European regulatory news
The reimbursement structure for medical procedures in French hospitals and clinics – both private and public sector – is to be revised as of Jan. 1, 2002, and will particularly affect medical and surgical specialists and how much they can charge for their services.
The review, which has involved some 1,000 experts, has considered the existing structure of charges, which goes back in some cases to 1972. The new schedule is supposed to take into account time taken for a procedure, the level of expertise required and any need for medical materials and additional personnel.
It is expected that some fees will fall substantially under the new system, while other, newer procedures will be accorded higher fees. For the future, the French national insurance organization, CNAM, aims to revise the reimbursement tariff every seven years.
Plaque detection catheter developed
Thermocore Medical Systems (Ghent, Belgium) has developed a catheter-based system for the location and visualization of unstable vulnerable plaque within coronary arteries. The system incorporates an array of sensitive temperature sensors mounted on a catheter to map the interior of coronary arteries based on temperature variations that point to areas where vulnerable plaques occur.

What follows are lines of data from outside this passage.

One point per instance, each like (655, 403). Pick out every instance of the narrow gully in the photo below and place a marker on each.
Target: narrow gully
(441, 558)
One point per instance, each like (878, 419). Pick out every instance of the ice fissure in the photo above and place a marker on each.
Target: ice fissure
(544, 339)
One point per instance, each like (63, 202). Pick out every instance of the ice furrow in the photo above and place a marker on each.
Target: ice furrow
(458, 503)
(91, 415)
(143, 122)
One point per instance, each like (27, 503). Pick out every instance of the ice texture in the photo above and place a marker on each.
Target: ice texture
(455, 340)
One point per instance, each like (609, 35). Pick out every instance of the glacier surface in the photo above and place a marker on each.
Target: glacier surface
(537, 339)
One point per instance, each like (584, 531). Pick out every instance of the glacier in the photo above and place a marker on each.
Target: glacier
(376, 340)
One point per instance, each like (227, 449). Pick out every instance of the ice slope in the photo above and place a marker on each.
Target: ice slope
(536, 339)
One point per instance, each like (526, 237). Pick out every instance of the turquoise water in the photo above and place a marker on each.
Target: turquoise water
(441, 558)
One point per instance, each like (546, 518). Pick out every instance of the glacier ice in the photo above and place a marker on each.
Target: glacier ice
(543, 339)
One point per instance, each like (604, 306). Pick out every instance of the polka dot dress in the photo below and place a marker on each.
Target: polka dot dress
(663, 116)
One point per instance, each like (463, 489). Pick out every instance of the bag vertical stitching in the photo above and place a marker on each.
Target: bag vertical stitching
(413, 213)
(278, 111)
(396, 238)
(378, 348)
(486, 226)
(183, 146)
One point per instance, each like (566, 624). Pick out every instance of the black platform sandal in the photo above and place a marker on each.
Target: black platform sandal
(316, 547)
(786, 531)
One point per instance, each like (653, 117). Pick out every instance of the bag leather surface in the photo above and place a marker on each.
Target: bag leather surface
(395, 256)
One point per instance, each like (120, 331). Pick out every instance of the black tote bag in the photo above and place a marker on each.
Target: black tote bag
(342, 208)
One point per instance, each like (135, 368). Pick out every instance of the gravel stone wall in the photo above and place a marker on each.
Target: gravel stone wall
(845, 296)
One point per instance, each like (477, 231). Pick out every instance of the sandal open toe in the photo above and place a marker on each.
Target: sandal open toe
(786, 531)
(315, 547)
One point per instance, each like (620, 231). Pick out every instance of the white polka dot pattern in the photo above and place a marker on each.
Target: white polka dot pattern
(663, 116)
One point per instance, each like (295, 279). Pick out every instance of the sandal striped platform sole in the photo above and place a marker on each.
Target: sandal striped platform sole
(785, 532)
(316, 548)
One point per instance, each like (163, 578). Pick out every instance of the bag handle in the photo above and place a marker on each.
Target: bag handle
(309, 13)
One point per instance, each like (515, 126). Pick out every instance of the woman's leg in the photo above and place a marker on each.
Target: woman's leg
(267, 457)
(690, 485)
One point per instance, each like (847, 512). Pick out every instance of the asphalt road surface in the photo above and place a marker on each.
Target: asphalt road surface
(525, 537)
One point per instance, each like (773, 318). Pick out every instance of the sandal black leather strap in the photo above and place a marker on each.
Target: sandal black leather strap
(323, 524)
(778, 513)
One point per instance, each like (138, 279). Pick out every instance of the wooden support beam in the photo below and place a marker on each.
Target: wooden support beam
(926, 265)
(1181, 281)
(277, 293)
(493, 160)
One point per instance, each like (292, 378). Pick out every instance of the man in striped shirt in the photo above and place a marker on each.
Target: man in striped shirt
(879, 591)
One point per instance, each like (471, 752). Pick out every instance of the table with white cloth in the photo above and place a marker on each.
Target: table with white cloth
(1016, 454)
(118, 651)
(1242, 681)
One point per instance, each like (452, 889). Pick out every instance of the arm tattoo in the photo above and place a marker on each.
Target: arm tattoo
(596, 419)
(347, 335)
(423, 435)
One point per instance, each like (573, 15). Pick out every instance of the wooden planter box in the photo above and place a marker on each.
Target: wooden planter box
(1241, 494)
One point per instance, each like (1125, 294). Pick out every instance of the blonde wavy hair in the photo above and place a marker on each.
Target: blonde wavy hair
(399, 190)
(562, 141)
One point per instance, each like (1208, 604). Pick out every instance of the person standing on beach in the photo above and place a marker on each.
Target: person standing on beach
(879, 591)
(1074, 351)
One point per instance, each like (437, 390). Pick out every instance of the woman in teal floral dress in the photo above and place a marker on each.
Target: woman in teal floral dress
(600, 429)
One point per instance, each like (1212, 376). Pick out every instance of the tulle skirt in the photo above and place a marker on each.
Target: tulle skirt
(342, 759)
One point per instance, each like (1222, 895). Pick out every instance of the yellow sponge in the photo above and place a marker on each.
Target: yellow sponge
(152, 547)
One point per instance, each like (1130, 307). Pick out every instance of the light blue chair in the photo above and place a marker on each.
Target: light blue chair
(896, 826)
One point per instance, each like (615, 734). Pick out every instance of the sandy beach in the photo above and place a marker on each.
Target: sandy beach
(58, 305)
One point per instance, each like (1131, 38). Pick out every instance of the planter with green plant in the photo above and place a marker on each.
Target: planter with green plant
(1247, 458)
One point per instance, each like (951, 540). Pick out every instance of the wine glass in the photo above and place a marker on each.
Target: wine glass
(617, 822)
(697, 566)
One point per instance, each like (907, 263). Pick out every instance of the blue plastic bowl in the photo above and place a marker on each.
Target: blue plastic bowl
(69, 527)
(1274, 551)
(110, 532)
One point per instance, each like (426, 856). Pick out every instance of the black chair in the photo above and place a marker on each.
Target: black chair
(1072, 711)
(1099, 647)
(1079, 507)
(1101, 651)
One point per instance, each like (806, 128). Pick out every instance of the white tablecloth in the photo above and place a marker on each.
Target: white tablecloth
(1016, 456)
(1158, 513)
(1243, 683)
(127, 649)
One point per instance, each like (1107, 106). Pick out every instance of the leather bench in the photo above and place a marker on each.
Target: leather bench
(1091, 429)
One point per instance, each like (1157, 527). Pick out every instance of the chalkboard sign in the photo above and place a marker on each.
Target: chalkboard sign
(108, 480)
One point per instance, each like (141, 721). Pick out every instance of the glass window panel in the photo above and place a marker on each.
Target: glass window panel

An earlier prototype version showed greater thermal variations in patients with unstable angina and myocardial infarction than in a control group with normal coronary arteries, according to Thermocore. Cambridge Consultants (Cambridge, England), a subsidiary of Arthur D. Little, is collaborating with Thermocore on the development of software for the final version of the device, which is expected to be ready for clinical trials in six to eight months, with a European product launch in 2002.